I have issues. So many issues. But one that actually makes me want to punch myself, is when my husband tries to spoil me rotten, and I deny it all.
My wonderful husband wanted me to get two pairs of shoes that made me feel good about myself, and I found every reason to NOT get them. Now don't get me wrong, every reason is valid. I can't really see myself wearing red heels on a playdate or hot pink pumps to the supermarket. I have two kids. That I have to chase. I don't run well in heels.
As we walked out of the store though, I saw Kyle's face. He was sad. He was disappointed that I wasn't allowing him to spoil me. And I felt horrible. But did I turn around and pick two pairs out? No. I started defending my decision.
What if we end up needing that money?
I know I need to buy new clothes, but that doesn't mean I'll find anything to go with those shoes.
We don't go out very often, and I don't want them to just sit in the closet getting dusty.

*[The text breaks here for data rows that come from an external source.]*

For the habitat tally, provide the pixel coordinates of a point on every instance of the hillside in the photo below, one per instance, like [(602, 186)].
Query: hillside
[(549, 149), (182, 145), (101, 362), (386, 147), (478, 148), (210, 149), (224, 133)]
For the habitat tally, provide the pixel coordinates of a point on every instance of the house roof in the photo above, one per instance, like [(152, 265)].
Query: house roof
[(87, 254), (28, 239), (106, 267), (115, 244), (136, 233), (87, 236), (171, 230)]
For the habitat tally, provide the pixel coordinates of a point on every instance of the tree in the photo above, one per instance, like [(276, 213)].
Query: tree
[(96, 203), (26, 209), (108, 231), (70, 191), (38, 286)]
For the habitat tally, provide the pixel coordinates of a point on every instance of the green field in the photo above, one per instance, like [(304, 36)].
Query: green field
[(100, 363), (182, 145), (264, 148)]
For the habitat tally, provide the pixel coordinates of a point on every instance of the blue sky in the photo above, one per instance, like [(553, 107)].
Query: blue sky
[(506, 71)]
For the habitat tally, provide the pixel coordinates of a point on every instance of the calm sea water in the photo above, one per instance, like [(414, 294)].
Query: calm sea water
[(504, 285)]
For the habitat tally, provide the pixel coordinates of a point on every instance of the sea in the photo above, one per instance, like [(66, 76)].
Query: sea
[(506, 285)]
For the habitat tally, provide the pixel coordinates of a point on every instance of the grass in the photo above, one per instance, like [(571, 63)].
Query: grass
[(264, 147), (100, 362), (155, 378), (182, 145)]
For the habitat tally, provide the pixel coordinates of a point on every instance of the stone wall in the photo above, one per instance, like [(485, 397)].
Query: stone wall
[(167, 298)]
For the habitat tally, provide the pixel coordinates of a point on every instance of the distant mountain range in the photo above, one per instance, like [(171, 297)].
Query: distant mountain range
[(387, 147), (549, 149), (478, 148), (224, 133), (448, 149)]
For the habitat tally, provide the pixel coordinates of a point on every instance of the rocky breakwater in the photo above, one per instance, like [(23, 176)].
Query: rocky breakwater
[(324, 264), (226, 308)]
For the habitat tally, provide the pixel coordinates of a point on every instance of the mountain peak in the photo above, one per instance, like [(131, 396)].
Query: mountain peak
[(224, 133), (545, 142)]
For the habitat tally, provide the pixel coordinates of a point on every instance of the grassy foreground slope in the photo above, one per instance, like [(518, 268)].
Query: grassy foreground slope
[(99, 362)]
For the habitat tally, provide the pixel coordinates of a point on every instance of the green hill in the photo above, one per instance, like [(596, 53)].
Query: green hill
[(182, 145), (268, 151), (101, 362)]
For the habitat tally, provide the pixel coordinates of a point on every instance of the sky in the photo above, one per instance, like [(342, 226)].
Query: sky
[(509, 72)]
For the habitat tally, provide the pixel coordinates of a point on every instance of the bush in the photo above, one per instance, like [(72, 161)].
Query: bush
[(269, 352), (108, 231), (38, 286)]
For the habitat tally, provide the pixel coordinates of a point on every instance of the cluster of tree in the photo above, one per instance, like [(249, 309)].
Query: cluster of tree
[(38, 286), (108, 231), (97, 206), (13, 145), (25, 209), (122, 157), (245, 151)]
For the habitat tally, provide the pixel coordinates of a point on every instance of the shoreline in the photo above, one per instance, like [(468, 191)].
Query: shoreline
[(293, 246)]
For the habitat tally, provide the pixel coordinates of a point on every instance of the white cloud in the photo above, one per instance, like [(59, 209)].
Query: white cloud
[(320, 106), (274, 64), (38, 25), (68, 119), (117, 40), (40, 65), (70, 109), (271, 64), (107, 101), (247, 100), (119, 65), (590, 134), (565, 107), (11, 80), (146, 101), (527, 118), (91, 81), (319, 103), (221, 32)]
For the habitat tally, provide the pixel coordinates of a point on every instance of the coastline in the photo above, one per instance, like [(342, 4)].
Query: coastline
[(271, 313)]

It was bad. And of course, because of my attitude, the rest of the afternoon was pretty much shot. It sucked. It still sucks. I feel stupid and horrible and mean and just icky inside.
I need to work on my wife-esteem. Part of the reason I denied my husband's attempts to spoil me is because I still feel like I don't deserve it. Because I'm not at my target weight yet, I feel like I should buy a whole lot of stuff because (in theory) I won't be able to wear it for very long. So why spend a ton of money on me when we could be spending it on the kids or Kyle? Why me when everyone else needs so much.
I know I'm on a dangerous path. This is the beginning of the road to complete desolation of myself. Kyle is proud of me, so I should be proud of me. My husband still thinks I'm hot stuff, so I should feel like hot stuff. My family loves me, so I should love me.
It all sounds good in theory, but it's always harder done than said. I know I need to work on my wife-esteem. I need to be okay with Kyle wanting to buy me things I want. No matter what I think. It makes my husband feel good about himself. I need to stop focusing everything I've got on everyone else, and spend at least a little more energy on me.
Otherwise, we all know where I'm going to end up. Overweight, stuck in sweatpants, permanent mom ponytail, and no cute shoes.